白鳥さんは想像以上のポンコツだった⑨
「……柴咲さん――詩緒ちゃんは、私の人生の中で唯一の、親友と呼べる存在なんです」
暫く待っていると、白鳥さんがぽつりぽつりと話し始める。
「里にいた頃、落ちこぼれだった私には友達と呼べる存在はいませんでした」
白鳥さんの育った里には、同世代の子どもが10人程いたらしい。
全員忍者として育てられたようで、最初は仲間意識のようなものがあったようだが、徐々に関係が拗れていったようだ。
白鳥さんは隠密に関してはてんで駄目だったが、体術は世代でもトップの実力だったらしい。
そのせいで目の上のたんこぶのように扱われ、嫌がらせも受けていたそうだ。
女の技についても、白鳥さんは美人でスタイルも良いため期待されていたが、ポンコツであることが判明してからは無用の長物と言われ、同性からも嫌われていたようだ。

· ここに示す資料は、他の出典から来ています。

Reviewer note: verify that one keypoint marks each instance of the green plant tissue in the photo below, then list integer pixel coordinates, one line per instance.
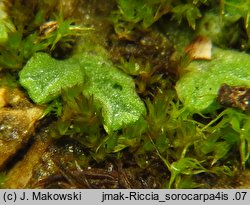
(44, 77)
(198, 88)
(113, 91)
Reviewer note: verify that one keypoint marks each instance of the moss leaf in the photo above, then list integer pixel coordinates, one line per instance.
(198, 88)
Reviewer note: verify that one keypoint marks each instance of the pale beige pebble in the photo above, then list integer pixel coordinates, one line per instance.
(200, 48)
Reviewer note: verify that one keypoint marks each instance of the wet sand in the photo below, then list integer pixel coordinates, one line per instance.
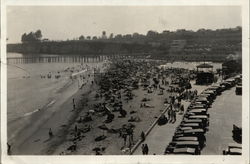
(62, 120)
(27, 129)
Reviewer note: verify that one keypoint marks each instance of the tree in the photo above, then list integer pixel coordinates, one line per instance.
(38, 35)
(32, 37)
(152, 33)
(23, 38)
(104, 35)
(111, 36)
(81, 37)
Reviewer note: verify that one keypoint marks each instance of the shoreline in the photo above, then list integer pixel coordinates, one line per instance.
(32, 135)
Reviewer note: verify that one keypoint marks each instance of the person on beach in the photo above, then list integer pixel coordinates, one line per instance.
(9, 149)
(143, 149)
(142, 136)
(76, 129)
(182, 108)
(50, 133)
(173, 116)
(146, 149)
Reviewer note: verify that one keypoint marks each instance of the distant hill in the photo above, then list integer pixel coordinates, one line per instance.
(214, 45)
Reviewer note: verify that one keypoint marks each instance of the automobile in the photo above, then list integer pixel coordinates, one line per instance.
(233, 149)
(231, 81)
(225, 84)
(209, 97)
(238, 90)
(190, 138)
(185, 151)
(198, 105)
(210, 92)
(202, 117)
(193, 125)
(187, 144)
(200, 111)
(202, 124)
(181, 128)
(203, 100)
(185, 138)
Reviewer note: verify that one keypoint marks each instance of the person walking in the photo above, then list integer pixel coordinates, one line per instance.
(143, 149)
(174, 116)
(146, 149)
(50, 133)
(9, 148)
(142, 136)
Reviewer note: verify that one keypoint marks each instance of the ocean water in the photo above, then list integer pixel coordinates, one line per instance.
(28, 93)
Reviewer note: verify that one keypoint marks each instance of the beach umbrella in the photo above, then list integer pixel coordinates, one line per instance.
(103, 127)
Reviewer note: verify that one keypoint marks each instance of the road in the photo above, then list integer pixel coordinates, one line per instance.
(226, 111)
(160, 136)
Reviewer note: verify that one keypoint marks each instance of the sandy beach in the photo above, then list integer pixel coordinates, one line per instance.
(43, 98)
(56, 111)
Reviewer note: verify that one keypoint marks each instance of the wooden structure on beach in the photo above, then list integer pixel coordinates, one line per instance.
(205, 74)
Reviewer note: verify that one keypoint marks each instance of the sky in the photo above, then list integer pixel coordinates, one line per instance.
(68, 22)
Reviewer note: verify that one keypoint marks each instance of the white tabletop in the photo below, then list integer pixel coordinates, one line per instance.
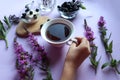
(95, 8)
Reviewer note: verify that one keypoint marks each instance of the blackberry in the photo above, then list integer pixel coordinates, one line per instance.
(23, 15)
(27, 10)
(35, 16)
(31, 12)
(37, 10)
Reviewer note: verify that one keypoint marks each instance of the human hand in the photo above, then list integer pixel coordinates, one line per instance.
(78, 52)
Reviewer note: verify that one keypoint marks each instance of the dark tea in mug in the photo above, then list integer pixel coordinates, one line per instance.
(58, 32)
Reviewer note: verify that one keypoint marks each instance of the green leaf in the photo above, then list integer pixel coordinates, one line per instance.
(105, 65)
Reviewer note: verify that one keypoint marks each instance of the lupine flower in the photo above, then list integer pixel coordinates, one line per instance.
(14, 19)
(89, 34)
(33, 42)
(108, 45)
(41, 59)
(23, 63)
(101, 22)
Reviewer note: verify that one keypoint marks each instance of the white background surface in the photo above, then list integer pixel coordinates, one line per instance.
(95, 8)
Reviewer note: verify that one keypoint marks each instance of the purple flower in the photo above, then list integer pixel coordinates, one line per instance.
(89, 35)
(101, 21)
(23, 62)
(33, 42)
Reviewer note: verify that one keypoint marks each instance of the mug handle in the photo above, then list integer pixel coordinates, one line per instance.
(71, 41)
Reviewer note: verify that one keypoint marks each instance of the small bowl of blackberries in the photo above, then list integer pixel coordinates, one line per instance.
(30, 15)
(69, 10)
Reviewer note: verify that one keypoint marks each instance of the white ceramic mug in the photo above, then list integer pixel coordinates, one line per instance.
(57, 21)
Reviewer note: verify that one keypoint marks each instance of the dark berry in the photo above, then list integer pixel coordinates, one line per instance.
(23, 15)
(35, 16)
(27, 10)
(31, 12)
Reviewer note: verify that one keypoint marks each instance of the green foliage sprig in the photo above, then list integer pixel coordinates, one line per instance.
(3, 30)
(108, 45)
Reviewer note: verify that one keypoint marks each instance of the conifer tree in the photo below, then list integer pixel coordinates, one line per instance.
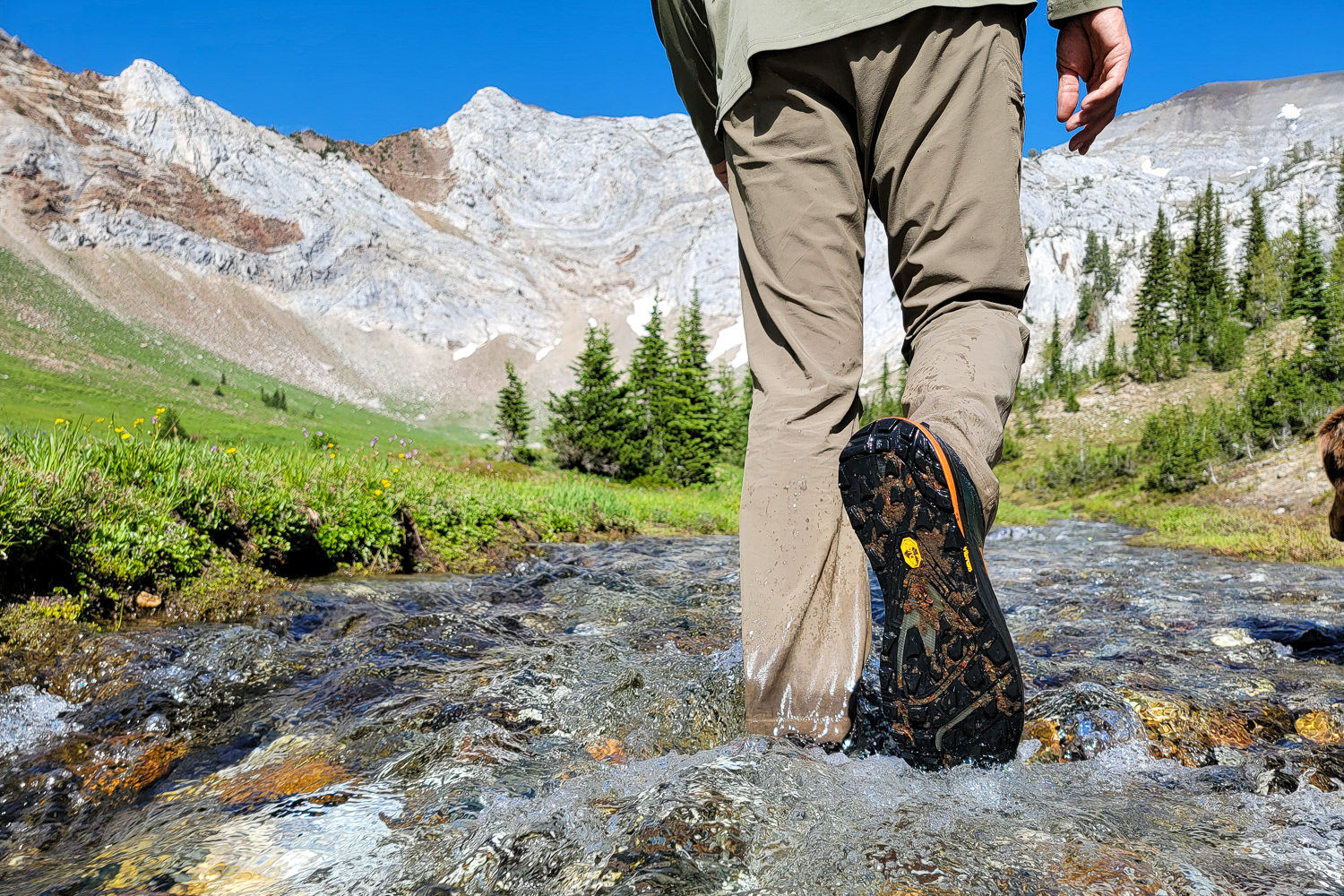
(1339, 199)
(1109, 370)
(1308, 284)
(1152, 328)
(1054, 359)
(734, 411)
(690, 441)
(886, 397)
(1257, 239)
(589, 422)
(650, 387)
(1330, 330)
(513, 418)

「19になり、中忍になる資格を失った私は、里を追い出されて上京しました。最初は知らない世界にトキメキもしましたが、私を騙してどうにかしようとする男の人の多さに一気に怖くなり、軽い男性不信に陥ったんです」
白鳥さんはスタイル抜群なうえにおっとりしているので、さぞ悪い男達から狙われたことだろう。
しかもリアルに田舎から上京したてのぽっと出だったので、騙されることも多かったようだ。

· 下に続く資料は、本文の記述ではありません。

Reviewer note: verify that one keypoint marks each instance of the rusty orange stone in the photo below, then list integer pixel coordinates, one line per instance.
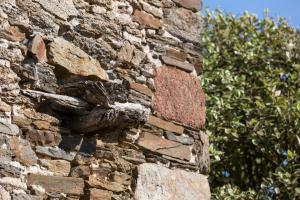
(179, 97)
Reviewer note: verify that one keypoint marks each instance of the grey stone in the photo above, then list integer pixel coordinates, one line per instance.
(71, 60)
(60, 8)
(155, 182)
(183, 24)
(55, 153)
(21, 196)
(9, 129)
(177, 138)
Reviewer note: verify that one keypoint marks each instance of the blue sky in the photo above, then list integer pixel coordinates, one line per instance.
(290, 9)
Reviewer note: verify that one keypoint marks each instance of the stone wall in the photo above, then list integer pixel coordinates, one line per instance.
(100, 100)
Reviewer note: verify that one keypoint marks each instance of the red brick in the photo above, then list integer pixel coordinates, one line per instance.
(179, 97)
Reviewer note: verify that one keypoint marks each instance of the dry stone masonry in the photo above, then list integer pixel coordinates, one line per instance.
(99, 99)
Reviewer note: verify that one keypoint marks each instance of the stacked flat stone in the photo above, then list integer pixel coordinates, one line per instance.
(100, 99)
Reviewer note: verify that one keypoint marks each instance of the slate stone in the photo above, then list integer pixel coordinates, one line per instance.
(38, 48)
(160, 183)
(9, 129)
(141, 88)
(57, 184)
(180, 139)
(183, 23)
(166, 147)
(166, 125)
(181, 65)
(97, 194)
(60, 8)
(23, 151)
(190, 4)
(55, 153)
(104, 184)
(147, 20)
(58, 167)
(21, 196)
(71, 60)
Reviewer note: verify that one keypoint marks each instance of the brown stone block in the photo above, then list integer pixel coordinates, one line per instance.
(178, 55)
(97, 194)
(190, 4)
(181, 65)
(38, 48)
(165, 147)
(168, 126)
(179, 97)
(149, 21)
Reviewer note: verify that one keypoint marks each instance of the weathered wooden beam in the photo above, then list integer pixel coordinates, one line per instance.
(119, 115)
(60, 103)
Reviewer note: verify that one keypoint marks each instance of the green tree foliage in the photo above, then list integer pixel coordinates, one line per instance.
(252, 78)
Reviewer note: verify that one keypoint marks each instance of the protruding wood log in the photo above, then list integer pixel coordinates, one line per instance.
(60, 103)
(120, 115)
(103, 93)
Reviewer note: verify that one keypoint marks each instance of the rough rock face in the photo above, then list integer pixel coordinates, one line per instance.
(157, 182)
(99, 99)
(173, 87)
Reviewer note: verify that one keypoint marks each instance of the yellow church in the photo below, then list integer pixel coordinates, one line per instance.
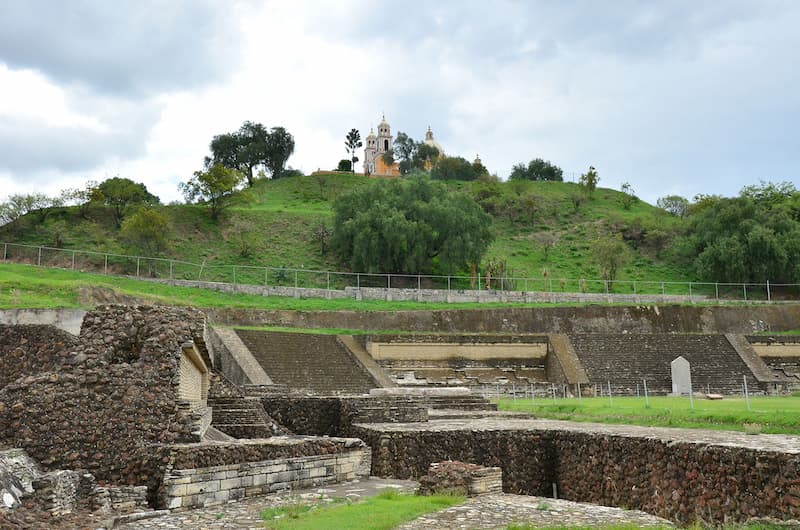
(378, 146)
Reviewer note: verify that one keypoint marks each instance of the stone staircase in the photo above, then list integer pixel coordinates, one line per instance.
(626, 359)
(314, 364)
(468, 403)
(238, 415)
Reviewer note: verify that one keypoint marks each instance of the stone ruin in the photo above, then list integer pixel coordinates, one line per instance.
(132, 413)
(118, 418)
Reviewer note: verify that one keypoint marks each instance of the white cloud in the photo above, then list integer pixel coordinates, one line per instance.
(674, 98)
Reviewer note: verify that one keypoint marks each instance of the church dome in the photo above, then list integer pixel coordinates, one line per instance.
(433, 143)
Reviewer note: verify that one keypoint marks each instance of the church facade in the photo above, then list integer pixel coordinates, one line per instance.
(376, 161)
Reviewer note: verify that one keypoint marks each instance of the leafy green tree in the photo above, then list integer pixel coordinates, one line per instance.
(121, 194)
(589, 181)
(214, 187)
(425, 156)
(411, 226)
(674, 204)
(628, 196)
(250, 147)
(147, 231)
(453, 168)
(321, 233)
(403, 151)
(537, 169)
(352, 143)
(750, 238)
(20, 204)
(610, 254)
(280, 146)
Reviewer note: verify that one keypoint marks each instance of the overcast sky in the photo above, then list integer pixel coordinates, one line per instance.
(674, 97)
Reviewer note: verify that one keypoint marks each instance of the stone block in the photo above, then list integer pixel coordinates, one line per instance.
(230, 483)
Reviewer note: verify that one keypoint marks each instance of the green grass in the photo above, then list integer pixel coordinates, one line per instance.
(31, 287)
(775, 415)
(271, 226)
(384, 511)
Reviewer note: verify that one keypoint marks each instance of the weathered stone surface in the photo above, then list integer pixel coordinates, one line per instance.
(679, 474)
(102, 411)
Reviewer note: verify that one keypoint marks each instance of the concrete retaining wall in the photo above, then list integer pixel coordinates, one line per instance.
(589, 319)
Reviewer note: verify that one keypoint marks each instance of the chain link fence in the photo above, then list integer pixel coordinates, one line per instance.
(171, 269)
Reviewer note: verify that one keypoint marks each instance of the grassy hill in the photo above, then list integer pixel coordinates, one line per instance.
(272, 223)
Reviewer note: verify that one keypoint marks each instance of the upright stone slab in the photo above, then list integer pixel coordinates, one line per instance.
(681, 377)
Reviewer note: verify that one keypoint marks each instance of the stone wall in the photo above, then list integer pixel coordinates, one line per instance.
(681, 481)
(588, 319)
(334, 416)
(31, 349)
(103, 404)
(240, 471)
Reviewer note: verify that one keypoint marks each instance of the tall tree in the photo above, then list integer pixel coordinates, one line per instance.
(122, 193)
(147, 231)
(453, 168)
(754, 237)
(280, 146)
(250, 147)
(589, 181)
(537, 169)
(411, 226)
(214, 187)
(353, 142)
(403, 151)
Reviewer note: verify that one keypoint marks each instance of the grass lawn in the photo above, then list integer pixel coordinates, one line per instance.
(384, 511)
(775, 415)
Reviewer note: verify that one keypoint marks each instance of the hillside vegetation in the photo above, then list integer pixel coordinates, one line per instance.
(542, 229)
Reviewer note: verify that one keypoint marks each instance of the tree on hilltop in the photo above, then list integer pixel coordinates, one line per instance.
(589, 181)
(214, 187)
(353, 142)
(410, 226)
(250, 147)
(537, 169)
(121, 194)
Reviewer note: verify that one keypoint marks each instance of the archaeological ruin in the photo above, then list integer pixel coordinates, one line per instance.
(130, 409)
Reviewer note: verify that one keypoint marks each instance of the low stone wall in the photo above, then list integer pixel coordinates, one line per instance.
(333, 416)
(684, 481)
(239, 471)
(32, 349)
(588, 319)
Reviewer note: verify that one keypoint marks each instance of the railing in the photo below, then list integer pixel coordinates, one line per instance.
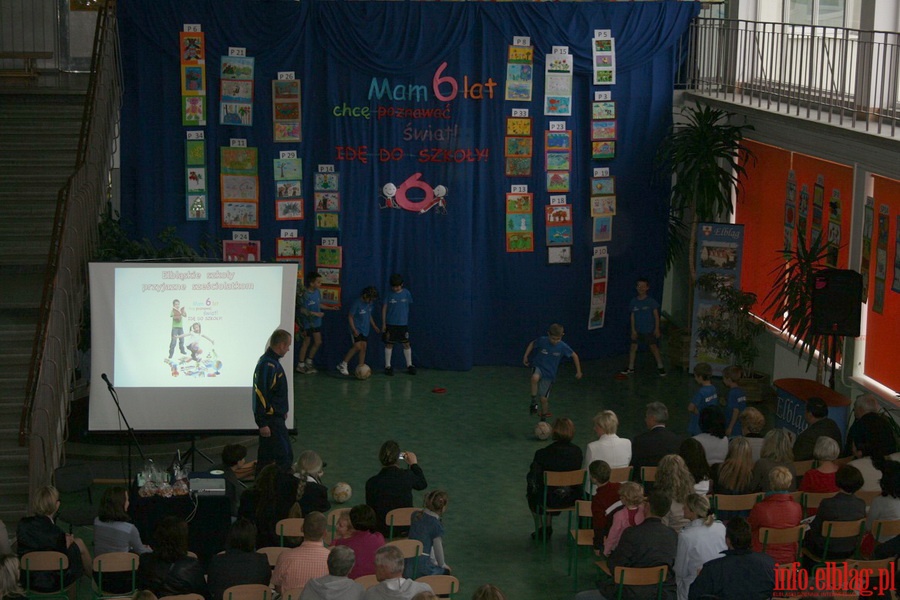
(50, 381)
(843, 76)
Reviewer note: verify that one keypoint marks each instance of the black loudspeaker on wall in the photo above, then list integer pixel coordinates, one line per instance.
(836, 302)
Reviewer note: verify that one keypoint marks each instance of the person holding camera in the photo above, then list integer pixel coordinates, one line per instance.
(392, 487)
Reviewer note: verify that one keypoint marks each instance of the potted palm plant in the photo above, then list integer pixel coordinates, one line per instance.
(791, 299)
(705, 157)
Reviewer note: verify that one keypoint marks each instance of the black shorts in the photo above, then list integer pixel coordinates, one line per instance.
(396, 334)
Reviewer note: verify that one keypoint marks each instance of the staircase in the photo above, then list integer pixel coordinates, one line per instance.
(39, 130)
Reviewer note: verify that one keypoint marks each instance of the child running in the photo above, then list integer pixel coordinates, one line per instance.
(548, 351)
(360, 319)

体術に優れた白鳥さんだったが、相手が男というだけで体が強張るようになり、トラブルも増えていた。
「そんな状況で出会ったのが、詩緒ちゃんでした」
柴咲さんは、街で困っている白鳥さんにいきなり声をかけてきたらしい。
持前の面倒見の良さに加え、空手の技で男を寄せ付けない柴咲さんは、瞬く間に白鳥さんのヒーローになった。
「詩緒ちゃんのお陰で、私は都会の生き方を学べ、男性不振も徐々に癒えていきました。詩緒ちゃんはかけがえのない友人であると同時に、恩人でもあるんです」
白鳥さんは、会社で普通に男とも接することができている。
それは柴咲さんが何かとフォローしてくれたことで、少しずつ恐怖が和らいでいったからだそうだ。
会社についても、柴咲さんの勧めで入社したらしい。
なんでも、比較的この会社は無害な人間が多いのだとか。
柴咲さんの能力を知った今だからこそわかることだが、彼女だったからこそ白鳥さんのことを助けられたのだろう。
街で不安や恐怖のニオイをさせた白鳥さんを助け、怪しいニオイを発している男達を遠ざけ、比較的安全な会社に入社させた。
恩を感じるのも当然だと思える。